Confidence on the rise for bosses as some workers return
COMPANY bosses have turned optimistic about the future prospects of their businesses for the first time since the pandemic began, as the economic recovery takes hold and more workers return to the office, albeit slower than the Government had hoped.
Confidence among executives understandably plunged during the coronavirus outbreak and the subsequent lockdown that placed large parts of the economy on ice. But almost 40pc of those surveyed by the Institute of Directors said they are optimistic or very optimistic on their organisation’s future over the next year. This easily outweighs the 28pc who are pessimistic. The remaining one third said they were neutral on the question.
When asked about the wider economy, the majority said they are pessimistic, though the depth of their gloom has lessened in recent months as the reopening has picked up pace.

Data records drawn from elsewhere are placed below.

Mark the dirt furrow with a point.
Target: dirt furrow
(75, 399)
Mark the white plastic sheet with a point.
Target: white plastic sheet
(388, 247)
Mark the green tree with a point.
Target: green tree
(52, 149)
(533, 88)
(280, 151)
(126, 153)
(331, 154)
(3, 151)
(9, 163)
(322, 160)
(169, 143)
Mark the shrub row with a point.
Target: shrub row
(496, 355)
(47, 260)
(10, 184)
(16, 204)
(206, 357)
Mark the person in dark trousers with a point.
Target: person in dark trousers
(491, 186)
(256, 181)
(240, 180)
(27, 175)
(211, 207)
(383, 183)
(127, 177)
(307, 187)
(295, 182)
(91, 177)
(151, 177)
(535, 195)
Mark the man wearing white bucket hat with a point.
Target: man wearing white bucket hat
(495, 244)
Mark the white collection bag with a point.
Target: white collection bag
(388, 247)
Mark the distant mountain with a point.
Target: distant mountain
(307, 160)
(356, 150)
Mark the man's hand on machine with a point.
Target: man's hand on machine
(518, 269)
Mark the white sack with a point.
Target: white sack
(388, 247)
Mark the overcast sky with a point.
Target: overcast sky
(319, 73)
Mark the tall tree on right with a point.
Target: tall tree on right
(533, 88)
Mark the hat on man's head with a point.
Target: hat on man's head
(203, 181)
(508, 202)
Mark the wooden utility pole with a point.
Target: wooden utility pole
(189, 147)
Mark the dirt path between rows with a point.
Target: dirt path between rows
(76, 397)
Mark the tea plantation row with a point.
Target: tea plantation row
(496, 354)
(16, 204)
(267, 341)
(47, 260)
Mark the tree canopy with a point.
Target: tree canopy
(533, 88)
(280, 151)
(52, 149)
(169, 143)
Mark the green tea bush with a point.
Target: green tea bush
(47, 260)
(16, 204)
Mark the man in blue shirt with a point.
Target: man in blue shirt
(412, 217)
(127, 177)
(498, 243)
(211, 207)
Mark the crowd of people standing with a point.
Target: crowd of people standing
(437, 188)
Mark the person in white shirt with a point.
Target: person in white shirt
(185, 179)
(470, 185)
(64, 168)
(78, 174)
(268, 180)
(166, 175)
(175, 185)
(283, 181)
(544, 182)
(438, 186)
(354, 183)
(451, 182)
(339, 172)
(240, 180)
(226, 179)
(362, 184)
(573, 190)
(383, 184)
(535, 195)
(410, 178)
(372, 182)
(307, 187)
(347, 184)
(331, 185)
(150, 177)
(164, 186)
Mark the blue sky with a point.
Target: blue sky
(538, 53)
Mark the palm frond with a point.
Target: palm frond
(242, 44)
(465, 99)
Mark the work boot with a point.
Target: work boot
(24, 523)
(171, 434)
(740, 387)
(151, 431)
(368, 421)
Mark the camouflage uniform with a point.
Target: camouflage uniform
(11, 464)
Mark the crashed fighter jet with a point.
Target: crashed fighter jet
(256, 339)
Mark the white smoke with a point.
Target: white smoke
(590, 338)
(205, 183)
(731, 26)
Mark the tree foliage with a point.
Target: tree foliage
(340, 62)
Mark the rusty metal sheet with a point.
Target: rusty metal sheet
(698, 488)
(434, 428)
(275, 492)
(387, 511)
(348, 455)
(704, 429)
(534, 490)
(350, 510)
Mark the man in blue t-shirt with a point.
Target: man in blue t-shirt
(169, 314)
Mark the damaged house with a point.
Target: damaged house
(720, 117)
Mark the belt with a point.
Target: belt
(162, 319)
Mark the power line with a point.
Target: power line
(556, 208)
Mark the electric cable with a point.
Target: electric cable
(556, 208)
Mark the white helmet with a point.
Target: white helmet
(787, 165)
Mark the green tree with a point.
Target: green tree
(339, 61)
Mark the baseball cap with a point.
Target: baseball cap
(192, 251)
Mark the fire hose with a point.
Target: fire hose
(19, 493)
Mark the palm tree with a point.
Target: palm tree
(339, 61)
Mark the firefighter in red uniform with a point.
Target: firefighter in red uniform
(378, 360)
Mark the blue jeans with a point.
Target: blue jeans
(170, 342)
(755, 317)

“We’re just starting to see a few green shoots, but firms are still in a great deal of difficulty,” said Tej Parikh, the business group’s chief economist. “Lockdown lifting has given companies some room to manoeuvre, but with the virus still in circulation, there will be a lid on the economic recovery.
“With the furlough scheme drawing to a close, firms are being forced to make difficult decisions. While the Treasury wants to avoid freezing the economy in place indefinitely, it should act to support jobs more widely, by cutting employment tax.”
The number of workers on furlough fell again, with just over one in 10 private sector employees still paid to stay at home under the job retention scheme, the Office for National Statistics found.
This is down by two thirds from a peak of more than three in 10 in May, and equates to around 2.4m people.
At the same time more workers are returning to offices, factories and other places of employment.
Just one in five are still exclusively working from home as most people took the commute at least once last week. The shift back to normality means the number still at their kitchen tables has fallen by almost half from the high point in June when nearly 40pc worked entirely from home.
Britain’s recovery means 57pc travelled to work at least one day in the final week of August; back in May, as few as one in three were doing so.